Automated rotator cuff tear classification using 3D convolutional neural network.

Rotator cuff tear (RCT) is one of the most common shoulder injuries. When diagnosing RCT, skilled orthopedists visually interpret magnetic resonance imaging (MRI) scan data. For automated and accurate diagnosis of RCT, we propose a full 3D convolutional neural network (CNN) based method using deep learning. This 3D CNN automatically diagnoses the presence or absence of an RCT, classifies the tear size, and provides 3D visualization of the tear location. To train the 3D CNN, the Voxception-ResNet (VRN) structure was used. This architecture uses 3D convolution filters, so it is advantageous in extracting information from 3D data compared with 2D-based CNNs or traditional diagnosis methods.

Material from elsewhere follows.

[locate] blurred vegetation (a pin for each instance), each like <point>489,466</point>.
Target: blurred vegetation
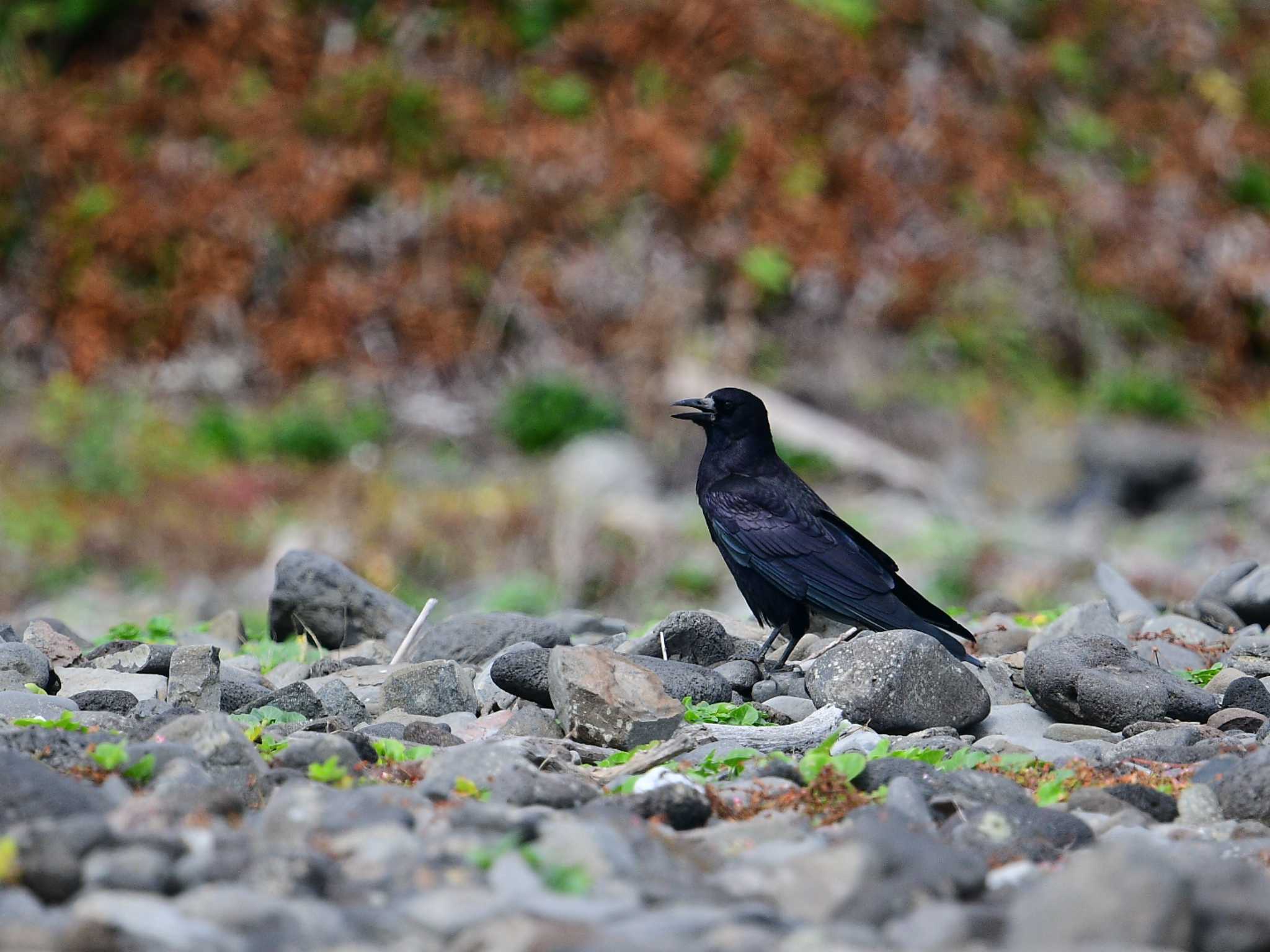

MRI data from 2,124 patients were used to train and test the VRN-based 3D CNN. The network is trained to classify RCT into five classes (None, Partial, Small, Medium, Large-to-Massive). A 3D class activation map (CAM) was visualized by volume rendering to show the localization and size information of RCT in 3D. A comparative experiment was performed for the proposed method and clinical experts by using randomly selected 200 test set data, which had been separated from training set. The VRN-based 3D CNN outperformed orthopedists specialized in shoulder and general orthopedists in binary accuracy (92.5% vs. 76.4% and 68.2%), top-1 accuracy (69.0% vs. 45.8% and 30.5%), top-1±1 accuracy (87.5% vs. 79.8% and 71.0%), sensitivity (0.94 vs. 0.86 and 0.90), and specificity (0.90 vs. 0.58 and 0.29). The generated 3D CAM provided effective information regarding the 3D location and size of the tear. Given these results, the proposed method demonstrates the feasibility of artificial intelligence that can assist in clinical RCT diagnosis.